No, wait; there might be more.

Ever since Carbon based life forms have walked on this earth there has been a need for basic entertainment. I would imagine the first cavemen, used to enjoy watching each other bash animals on the heads with their clubs. More accessible examples though would be the Romans and their coliseums, Shakespeare and his masquerades and Plato, with his thinking. Human beings have always had this need to laugh, and be happy.

Heck, there’s big business in entertainment now. Hollywood is churning out movies that gross into the billions of dollars every year. Movie stars are worshipped. The ground upon which they walk is treated like it was blessed by some higher being.

Here in Kenya though, we see a slightly different story. Whereas we have all these budding movies, and movie makers, no one seems to be tracking their money. In fact, from where I’m standing, it doesn’t seem like there’s really any real money in movie making. Nairobi Half Life was a sensation, in my books the guy who did that should be somewhere on a yacht now, sipping an expensive drink and counting his toes. And that is a major problem for me.

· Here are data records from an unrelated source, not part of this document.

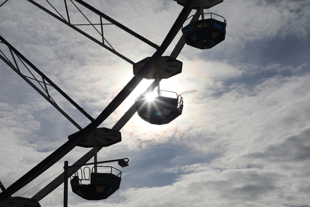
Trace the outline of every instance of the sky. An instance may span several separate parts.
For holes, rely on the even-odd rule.
[[[63,2],[50,1],[62,8]],[[158,45],[183,8],[172,0],[87,2]],[[182,73],[161,82],[161,89],[183,97],[182,115],[157,125],[136,113],[120,131],[122,142],[98,154],[98,161],[129,159],[119,169],[120,189],[92,201],[69,187],[68,206],[310,206],[309,11],[307,0],[224,0],[205,10],[226,20],[225,39],[207,50],[186,45],[177,58]],[[155,51],[114,26],[104,32],[134,62]],[[0,7],[0,35],[93,117],[134,75],[131,64],[27,1]],[[100,127],[113,127],[152,81],[143,80]],[[0,179],[7,187],[78,130],[2,61],[0,83]],[[82,127],[90,123],[51,92]],[[13,196],[31,197],[64,161],[72,164],[89,150],[74,148]],[[63,187],[41,206],[63,206]]]

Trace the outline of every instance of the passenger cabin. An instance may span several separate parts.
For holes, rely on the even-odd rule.
[[[187,44],[201,49],[209,49],[225,39],[226,20],[222,22],[211,16],[193,21],[182,29]]]
[[[135,106],[142,119],[153,124],[164,124],[182,114],[183,99],[180,95],[176,98],[160,96],[150,100],[141,96],[136,100]]]
[[[80,173],[79,177],[78,173],[76,173],[70,182],[72,191],[87,200],[106,199],[119,188],[121,179],[120,173],[118,175],[113,174],[112,167],[108,167],[111,168],[111,173],[91,172],[90,179],[89,178],[85,178],[83,175],[81,176]],[[90,183],[82,184],[82,181],[90,180]]]

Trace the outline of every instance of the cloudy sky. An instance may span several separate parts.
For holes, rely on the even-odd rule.
[[[157,45],[183,8],[172,0],[87,2]],[[69,187],[69,206],[310,206],[309,11],[308,0],[226,0],[205,10],[227,20],[225,40],[208,50],[185,45],[177,58],[182,73],[161,82],[183,97],[182,115],[158,126],[135,114],[120,131],[122,142],[98,154],[98,161],[129,159],[120,189],[90,202]],[[104,29],[134,62],[155,51],[115,26]],[[93,117],[133,76],[131,64],[27,1],[0,7],[0,35]],[[100,126],[113,127],[152,81],[141,82]],[[7,187],[78,129],[2,61],[0,83],[0,179]],[[82,127],[89,124],[51,92]],[[75,148],[13,196],[31,197],[64,161],[72,164],[89,150]],[[41,205],[62,206],[63,191],[62,185]]]

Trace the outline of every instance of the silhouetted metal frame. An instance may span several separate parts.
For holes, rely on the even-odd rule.
[[[85,19],[87,20],[87,21],[89,23],[89,24],[72,24],[71,23],[70,21],[70,15],[72,16],[74,14],[72,13],[70,13],[69,12],[69,10],[68,10],[67,5],[67,1],[66,0],[64,0],[64,5],[65,9],[66,10],[66,12],[67,16],[68,18],[68,20],[66,20],[60,14],[60,13],[48,1],[46,1],[50,4],[50,5],[56,11],[57,14],[52,12],[49,10],[47,9],[46,8],[42,6],[42,5],[38,3],[35,2],[35,1],[33,0],[27,0],[29,2],[33,4],[36,6],[38,7],[40,9],[42,9],[43,11],[45,11],[48,14],[51,15],[53,16],[54,17],[57,19],[58,20],[64,23],[66,25],[68,25],[72,29],[75,30],[77,31],[79,33],[84,35],[86,37],[90,39],[92,41],[94,41],[97,44],[100,45],[101,46],[104,47],[104,48],[108,50],[110,52],[113,52],[115,55],[116,55],[120,57],[123,59],[127,61],[128,62],[131,63],[131,64],[133,65],[135,63],[132,61],[130,60],[127,57],[125,57],[125,56],[123,55],[121,53],[119,53],[118,52],[116,51],[113,48],[113,47],[107,41],[106,39],[104,38],[104,33],[103,33],[103,25],[104,25],[106,24],[113,24],[113,25],[115,25],[120,29],[122,29],[123,30],[126,32],[130,34],[131,34],[134,37],[138,38],[139,39],[142,41],[143,42],[146,43],[149,45],[153,47],[154,48],[158,49],[159,48],[159,46],[156,44],[153,43],[151,41],[147,39],[146,38],[142,37],[141,35],[138,34],[137,33],[135,32],[132,30],[130,29],[127,27],[125,26],[124,25],[122,25],[121,23],[118,22],[116,20],[112,19],[110,17],[106,15],[104,13],[100,11],[99,10],[96,9],[95,8],[94,8],[91,6],[89,4],[86,3],[83,1],[81,1],[81,0],[74,0],[75,2],[77,2],[78,4],[82,5],[86,8],[87,8],[88,9],[90,10],[93,13],[96,14],[98,15],[99,17],[100,17],[100,24],[93,24],[92,23],[91,21],[87,18],[87,17],[86,16],[86,15],[83,13],[83,12],[81,11],[81,10],[79,9],[78,7],[77,6],[76,4],[75,4],[73,2],[72,0],[70,0],[70,1],[75,6],[75,7],[82,14]],[[109,21],[110,22],[111,22],[111,24],[104,24],[102,23],[102,19],[103,18],[104,19],[105,19],[106,20]],[[100,25],[101,26],[101,31],[99,31],[98,29],[95,27],[95,25]],[[101,36],[102,38],[102,40],[101,41],[99,41],[99,40],[97,39],[94,38],[91,35],[87,33],[86,32],[85,32],[83,31],[82,30],[77,28],[76,26],[81,26],[81,25],[89,25],[89,26],[92,26],[93,28],[96,31],[96,32],[100,35]],[[108,45],[108,46],[107,45],[105,44],[105,42]]]
[[[0,59],[2,59],[4,62],[13,69],[13,70],[18,74],[78,129],[80,130],[83,128],[57,105],[56,102],[53,99],[49,92],[48,89],[47,88],[48,86],[53,88],[58,92],[90,120],[93,121],[94,120],[94,118],[85,111],[82,107],[71,99],[56,84],[33,65],[31,62],[23,56],[1,35],[0,35],[0,43],[2,43],[5,45],[7,47],[9,51],[10,52],[9,54],[7,54],[7,55],[6,55],[3,53],[3,51],[0,50]],[[8,58],[7,56],[8,55],[11,56],[14,62],[12,62]],[[16,61],[16,58],[19,59],[21,62],[20,64],[19,64],[17,63]],[[26,65],[26,64],[28,65],[29,67]],[[25,68],[25,70],[29,72],[32,77],[29,77],[23,74],[23,72],[21,71],[20,70],[22,67]],[[33,70],[31,71],[31,69]],[[37,73],[38,75],[41,77],[41,78],[42,79],[42,81],[38,80],[33,75],[33,74],[34,73]],[[40,89],[40,88],[38,87],[33,83],[31,80],[36,82],[38,85],[39,85],[40,87],[41,87],[41,88]]]
[[[189,0],[188,1],[158,49],[97,119],[8,187],[7,189],[7,193],[12,195],[16,192],[52,166],[85,139],[112,114],[134,89],[162,55],[181,29],[197,0]],[[0,193],[0,201],[7,197],[7,193],[3,192]]]
[[[197,11],[196,12],[196,14],[197,14],[199,12],[199,11]],[[198,16],[195,16],[193,17],[193,18],[191,20],[191,22],[193,21],[196,21],[198,20]],[[179,40],[175,47],[174,49],[171,53],[170,56],[173,58],[176,59],[178,56],[180,52],[185,45],[185,39],[184,37],[182,36]],[[143,93],[146,94],[153,91],[155,88],[156,88],[156,80],[155,80]],[[120,131],[121,129],[129,121],[136,111],[135,104],[134,103],[126,113],[125,113],[125,114],[122,116],[118,121],[115,124],[114,126],[112,128],[112,129],[118,131]],[[97,150],[97,152],[99,152],[102,148],[103,148],[103,147],[98,147]],[[90,150],[84,156],[76,162],[73,165],[80,164],[86,163],[94,156],[94,151],[95,151],[95,149],[94,148]],[[76,168],[74,169],[74,170],[77,170],[78,169],[78,168]],[[56,188],[59,186],[64,182],[64,173],[63,173],[57,177],[52,181],[33,196],[32,198],[40,200],[56,189]],[[68,177],[68,178],[69,177]]]

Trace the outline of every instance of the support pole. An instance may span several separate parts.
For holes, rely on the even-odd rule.
[[[205,15],[203,14],[203,1],[200,0],[200,14],[201,14],[201,19],[205,19]]]
[[[159,82],[160,81],[160,79],[159,79],[159,73],[158,71],[158,68],[156,66],[156,81],[157,85],[157,96],[160,96],[160,88],[159,88]]]
[[[95,164],[94,165],[95,166],[95,172],[97,173],[97,138],[95,139],[95,140],[94,142],[94,162]]]
[[[68,206],[68,161],[64,161],[64,207]]]

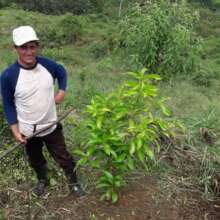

Daystar, Multimedia and the like seem to be churning out more graduates in the creative field than the creative field can hold. We are churning out people for film, faster than we are churning out corrupt politicians. These people should be able to make some sort of contribution to our Gross Domestic Product; instead they are struggling to make ends meet. Probably working in some large mainstream media house, writing half baked news stories about Ruto’s pickled eggs.

But we can’t blame the government for that. Dear me, no. We can’t. I mean, we can, but what good is that going to do us? Even the government doesn’t know who the government is. The only people we can squarely lay the blame on is ourselves. We seem to abhor local television. Scratch television, we seem to hate anything locally made. Claiming the quality isn’t up to par.

Yes, there is a great deal of trash out there, but guess what. I bet there’s trash everywhere.  Anyone telling you to watch something just because it’s local is definitely serving you a large plate of heifer droppings. That being said, refusing to look at something, just because it’s local, is a bunch of BS as well.